Julian Vadis

C’est au travers d’une lettre publique que Jean-Marie Le Pen s’est adressé à sa fille ce mardi 23 février. S’adressant à « la présidente du front national », le quintuple candidat aux présidentielles pour le parti d’extrême droite appelle à « l’unité » au prix d’un « dernier effort ». En cas de réponse négative, Jean-Marie Le Pen menace de lancer un mouvement concurrent au parti qu’il a lui-même fondé.

« Que Jean Marie Le Pen y aille ! » a réagi Wallerand de Saint-Just, président du groupe Front National au conseil régional d’Île-de-France. Il s’agit, à l’heure où nous écrivons ces lignes, de l’unique réaction au sein du parti d’extrême droite vis-à-vis de l’ultimatum lancé par Jean Marie Le Pen ce mardi. Si ce dernier a affirmé, sur les ondes de France Inter, qu’il ne s’agissait « pas [d]un ultimatum, mais plutôt d’une proposition qui est faite dans un esprit de coopération », la menace de la formation d’un nouveau mouvement concurrent au FN ne tarde pas : « Si cette proposition était rejetée, [que] je me résoudrais à faire autre chose ».

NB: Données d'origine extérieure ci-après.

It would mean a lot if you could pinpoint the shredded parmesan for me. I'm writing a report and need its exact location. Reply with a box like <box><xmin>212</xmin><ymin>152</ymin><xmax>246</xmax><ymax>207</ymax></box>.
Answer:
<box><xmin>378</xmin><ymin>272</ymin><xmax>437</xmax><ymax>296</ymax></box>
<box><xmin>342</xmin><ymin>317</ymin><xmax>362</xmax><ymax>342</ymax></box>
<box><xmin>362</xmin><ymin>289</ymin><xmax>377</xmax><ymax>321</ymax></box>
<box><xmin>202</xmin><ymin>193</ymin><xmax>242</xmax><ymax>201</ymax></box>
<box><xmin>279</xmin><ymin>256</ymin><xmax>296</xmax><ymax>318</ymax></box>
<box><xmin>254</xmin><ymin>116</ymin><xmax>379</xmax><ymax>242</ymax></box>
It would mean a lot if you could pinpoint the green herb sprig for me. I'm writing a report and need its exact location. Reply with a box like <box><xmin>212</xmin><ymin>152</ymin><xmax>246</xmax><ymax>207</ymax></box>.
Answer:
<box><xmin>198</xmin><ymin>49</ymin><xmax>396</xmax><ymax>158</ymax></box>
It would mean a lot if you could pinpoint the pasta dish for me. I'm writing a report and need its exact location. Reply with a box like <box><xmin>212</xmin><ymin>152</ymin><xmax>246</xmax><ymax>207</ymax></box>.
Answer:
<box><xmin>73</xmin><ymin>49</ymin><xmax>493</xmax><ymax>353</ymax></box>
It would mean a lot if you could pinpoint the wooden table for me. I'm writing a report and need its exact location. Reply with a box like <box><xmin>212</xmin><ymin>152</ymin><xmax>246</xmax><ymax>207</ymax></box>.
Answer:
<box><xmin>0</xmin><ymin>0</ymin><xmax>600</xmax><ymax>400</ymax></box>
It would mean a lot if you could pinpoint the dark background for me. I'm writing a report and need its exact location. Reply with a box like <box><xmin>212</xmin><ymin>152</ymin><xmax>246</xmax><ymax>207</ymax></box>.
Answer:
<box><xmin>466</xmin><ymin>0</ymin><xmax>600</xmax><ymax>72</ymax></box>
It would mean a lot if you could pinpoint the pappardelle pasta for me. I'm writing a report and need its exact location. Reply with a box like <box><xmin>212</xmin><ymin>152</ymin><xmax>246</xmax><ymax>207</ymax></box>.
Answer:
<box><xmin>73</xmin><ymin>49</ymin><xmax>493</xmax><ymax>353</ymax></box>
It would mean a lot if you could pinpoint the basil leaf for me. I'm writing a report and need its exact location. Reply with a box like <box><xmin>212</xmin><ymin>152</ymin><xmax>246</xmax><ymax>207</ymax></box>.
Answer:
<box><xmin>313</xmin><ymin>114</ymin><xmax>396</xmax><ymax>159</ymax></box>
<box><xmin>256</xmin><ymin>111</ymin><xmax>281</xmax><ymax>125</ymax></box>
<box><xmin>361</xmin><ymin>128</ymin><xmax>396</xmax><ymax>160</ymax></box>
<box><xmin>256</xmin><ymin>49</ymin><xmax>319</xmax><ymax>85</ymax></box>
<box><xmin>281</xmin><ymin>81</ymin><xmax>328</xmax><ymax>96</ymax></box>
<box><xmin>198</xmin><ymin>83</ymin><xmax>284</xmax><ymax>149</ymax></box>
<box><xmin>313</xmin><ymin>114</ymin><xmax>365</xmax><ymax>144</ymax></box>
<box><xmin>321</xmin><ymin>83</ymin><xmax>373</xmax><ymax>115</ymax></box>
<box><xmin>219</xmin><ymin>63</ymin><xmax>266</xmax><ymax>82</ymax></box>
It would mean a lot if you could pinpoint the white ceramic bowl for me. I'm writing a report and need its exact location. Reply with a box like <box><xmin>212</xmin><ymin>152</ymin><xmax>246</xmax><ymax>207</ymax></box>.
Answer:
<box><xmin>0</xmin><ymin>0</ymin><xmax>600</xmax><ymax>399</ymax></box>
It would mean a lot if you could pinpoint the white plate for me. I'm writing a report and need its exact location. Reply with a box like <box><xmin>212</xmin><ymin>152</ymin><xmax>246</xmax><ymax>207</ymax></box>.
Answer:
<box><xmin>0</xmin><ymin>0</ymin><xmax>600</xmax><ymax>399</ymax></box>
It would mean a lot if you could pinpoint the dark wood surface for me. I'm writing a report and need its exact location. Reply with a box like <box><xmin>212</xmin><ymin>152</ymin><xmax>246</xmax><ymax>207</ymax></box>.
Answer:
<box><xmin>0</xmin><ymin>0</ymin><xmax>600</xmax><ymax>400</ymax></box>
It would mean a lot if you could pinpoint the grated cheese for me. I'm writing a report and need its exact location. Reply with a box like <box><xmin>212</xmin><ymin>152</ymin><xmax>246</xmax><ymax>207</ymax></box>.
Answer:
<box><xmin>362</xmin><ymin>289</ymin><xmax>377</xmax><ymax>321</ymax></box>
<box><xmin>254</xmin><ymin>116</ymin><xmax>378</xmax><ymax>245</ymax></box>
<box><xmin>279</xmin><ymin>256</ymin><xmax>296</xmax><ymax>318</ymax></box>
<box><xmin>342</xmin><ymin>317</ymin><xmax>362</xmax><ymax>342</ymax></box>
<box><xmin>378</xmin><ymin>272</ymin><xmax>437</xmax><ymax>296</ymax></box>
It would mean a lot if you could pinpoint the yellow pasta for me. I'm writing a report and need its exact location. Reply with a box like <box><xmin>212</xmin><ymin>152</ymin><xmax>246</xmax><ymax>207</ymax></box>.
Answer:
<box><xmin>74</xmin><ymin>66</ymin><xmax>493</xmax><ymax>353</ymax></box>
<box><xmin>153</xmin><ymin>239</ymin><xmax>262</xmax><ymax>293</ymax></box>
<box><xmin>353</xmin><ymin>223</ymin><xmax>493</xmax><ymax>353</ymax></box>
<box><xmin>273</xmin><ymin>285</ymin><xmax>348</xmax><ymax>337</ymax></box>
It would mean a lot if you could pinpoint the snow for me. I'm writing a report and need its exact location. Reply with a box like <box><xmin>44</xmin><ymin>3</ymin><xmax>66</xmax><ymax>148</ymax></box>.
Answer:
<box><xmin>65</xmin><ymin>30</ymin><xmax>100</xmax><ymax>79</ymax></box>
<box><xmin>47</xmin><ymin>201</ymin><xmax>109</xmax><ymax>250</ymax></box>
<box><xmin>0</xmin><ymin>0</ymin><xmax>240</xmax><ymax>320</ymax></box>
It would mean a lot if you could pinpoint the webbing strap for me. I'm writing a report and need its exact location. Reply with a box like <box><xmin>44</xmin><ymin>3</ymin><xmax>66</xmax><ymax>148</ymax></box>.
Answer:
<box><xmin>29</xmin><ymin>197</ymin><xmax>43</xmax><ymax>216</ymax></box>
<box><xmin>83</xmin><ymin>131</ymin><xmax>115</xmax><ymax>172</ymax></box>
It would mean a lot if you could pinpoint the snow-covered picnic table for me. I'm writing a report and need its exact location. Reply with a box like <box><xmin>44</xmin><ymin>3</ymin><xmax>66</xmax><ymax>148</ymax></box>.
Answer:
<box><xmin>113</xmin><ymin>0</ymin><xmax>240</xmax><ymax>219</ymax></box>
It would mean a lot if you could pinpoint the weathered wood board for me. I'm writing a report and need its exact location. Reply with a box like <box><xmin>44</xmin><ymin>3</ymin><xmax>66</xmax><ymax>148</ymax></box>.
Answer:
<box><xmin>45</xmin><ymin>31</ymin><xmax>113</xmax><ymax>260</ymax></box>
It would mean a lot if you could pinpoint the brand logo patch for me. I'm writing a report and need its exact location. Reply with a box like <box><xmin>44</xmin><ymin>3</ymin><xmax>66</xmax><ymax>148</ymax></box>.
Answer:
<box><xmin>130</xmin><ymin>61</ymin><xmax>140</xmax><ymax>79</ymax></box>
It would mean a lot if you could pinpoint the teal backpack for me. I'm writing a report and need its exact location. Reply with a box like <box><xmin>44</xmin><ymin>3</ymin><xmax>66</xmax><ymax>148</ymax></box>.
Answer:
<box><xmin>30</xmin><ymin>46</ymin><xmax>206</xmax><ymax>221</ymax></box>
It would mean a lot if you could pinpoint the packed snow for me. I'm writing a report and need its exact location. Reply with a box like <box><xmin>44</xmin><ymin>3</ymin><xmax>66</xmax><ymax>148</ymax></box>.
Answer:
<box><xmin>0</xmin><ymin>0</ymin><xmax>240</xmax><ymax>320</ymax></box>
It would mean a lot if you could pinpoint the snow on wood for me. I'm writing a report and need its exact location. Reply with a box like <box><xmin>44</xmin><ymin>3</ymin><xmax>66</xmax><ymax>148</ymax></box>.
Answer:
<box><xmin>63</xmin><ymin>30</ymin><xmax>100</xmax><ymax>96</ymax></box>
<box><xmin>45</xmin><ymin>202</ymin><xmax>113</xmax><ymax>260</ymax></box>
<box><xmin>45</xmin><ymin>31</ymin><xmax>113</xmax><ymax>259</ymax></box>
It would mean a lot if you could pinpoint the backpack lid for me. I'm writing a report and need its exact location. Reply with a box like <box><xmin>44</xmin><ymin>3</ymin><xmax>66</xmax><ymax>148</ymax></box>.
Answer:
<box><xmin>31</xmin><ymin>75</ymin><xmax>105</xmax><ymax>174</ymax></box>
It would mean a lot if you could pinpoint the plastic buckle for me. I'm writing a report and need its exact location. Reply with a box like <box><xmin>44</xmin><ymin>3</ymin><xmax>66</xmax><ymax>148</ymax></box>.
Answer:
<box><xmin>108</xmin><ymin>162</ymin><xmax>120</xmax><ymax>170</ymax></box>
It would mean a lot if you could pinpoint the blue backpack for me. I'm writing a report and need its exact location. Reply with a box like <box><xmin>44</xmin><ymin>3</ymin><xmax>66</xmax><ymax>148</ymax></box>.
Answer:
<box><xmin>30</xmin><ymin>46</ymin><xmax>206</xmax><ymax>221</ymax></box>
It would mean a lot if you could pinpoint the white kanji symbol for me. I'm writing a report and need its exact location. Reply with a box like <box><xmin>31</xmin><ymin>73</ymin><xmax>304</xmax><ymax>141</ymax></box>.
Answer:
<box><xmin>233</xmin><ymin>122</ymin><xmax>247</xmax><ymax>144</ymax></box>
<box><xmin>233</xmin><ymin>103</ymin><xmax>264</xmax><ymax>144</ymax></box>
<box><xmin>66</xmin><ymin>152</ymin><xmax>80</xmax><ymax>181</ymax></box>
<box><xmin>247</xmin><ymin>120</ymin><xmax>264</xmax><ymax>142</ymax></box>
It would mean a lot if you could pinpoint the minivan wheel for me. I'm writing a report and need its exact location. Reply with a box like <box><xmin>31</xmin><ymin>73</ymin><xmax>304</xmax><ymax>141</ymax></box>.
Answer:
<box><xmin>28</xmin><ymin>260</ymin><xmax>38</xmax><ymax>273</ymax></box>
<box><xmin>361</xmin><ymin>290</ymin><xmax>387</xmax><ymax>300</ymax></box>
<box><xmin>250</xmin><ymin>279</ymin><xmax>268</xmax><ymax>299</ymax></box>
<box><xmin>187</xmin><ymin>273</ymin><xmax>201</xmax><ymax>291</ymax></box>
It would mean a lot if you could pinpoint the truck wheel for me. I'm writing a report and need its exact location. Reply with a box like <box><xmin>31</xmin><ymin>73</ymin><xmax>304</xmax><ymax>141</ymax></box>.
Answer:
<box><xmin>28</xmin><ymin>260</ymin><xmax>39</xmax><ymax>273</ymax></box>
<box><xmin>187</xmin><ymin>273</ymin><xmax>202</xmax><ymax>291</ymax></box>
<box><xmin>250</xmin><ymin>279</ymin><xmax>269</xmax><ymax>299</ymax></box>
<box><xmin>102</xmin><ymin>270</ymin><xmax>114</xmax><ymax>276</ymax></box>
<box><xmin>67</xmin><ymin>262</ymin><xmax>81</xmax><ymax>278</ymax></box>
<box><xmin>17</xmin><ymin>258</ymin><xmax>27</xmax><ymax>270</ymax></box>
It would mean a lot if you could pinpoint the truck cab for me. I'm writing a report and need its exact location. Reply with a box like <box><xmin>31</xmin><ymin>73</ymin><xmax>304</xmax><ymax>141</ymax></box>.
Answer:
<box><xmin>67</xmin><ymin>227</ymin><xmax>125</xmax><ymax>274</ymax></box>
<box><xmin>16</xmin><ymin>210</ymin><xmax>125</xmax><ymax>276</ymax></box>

« Cette lettre est un dernier effort avant qu’il ne soit définitivement trop tard […] Des demandes pressantes me conduisent à organiser, si possible à l’intérieur ou en parallèle du le Front National, un rassemblement des volontés patriotiques fidèles à la ligne politique d’un changement décisif. Si notre démarche n’aboutit pas, conscients des terribles dangers qui menacent notre patrie, nous ne baisserons pas les bras, et agirons alors et à regret en dehors du Front National. » Le message est on ne peut plus clair. Soit Marine Le Pen répond favorablement aux exigences d’unité du patriarche, soit le FN devra faire face à une nouvelle formation dans une guerre fratricide. Fustigeant la politique de la dédiabolisation, Jean Marie Le Pen accuse la présidente du FN d’avoir voulu « l’exclusion […] de la ligne politique » qu’il avait « incarnée naguère [...] fidèle à ses principes et à ses objectifs nationaux ».

Reste à savoir quelle sera la réaction du Front National. Toutefois, il y a peu de chance de voir Marine Le Pen céder aux exigences de son père. Ce dernier, à travers ce message, semble s’adresser plus particulièrement à l’aile la plus radicale du Front National et aux groupuscules d’extrême droite qui ont le vent en poupe. Jean Marie Le Pen se cherche-t-il une porte de sortie ? Là aussi le doute est permis puisque la menace de la création d’un nouveau mouvement à la droite du FN est agitée par l’ex-candidat à la présidentielle depuis plusieurs mois. Durant les élections régionales, Jean Marie Le Pen avait même soutenu l’ensemble des candidatures frontistes, même celles de ceux qui avaient œuvré à son exclusion.

Une chose est sûre, c’est que la lettre publiée par Jean-Marie Le Pen laisse entendre que le Front National aurait perdu ses « valeurs », qu’il se serait « gauchisé » en somme. Si cette menace s’avère être en réalité un coup de bluff, la manœuvre irait dans le sens de la campagne de dédiabolisation du FN, qui connait un sérieux coup de mou depuis le deuxième tour des régionales. Or, si le discours s’est assagi, l’ADN du Front National est toujours celui du parti créé par Jean Marie Le Pen, profondément xénophobe, sexiste et anti-ouvrier. En ce sens, un coup de bluff relèverait d’un coup de pouce du père à la fille en vue des présidentielles de 2017.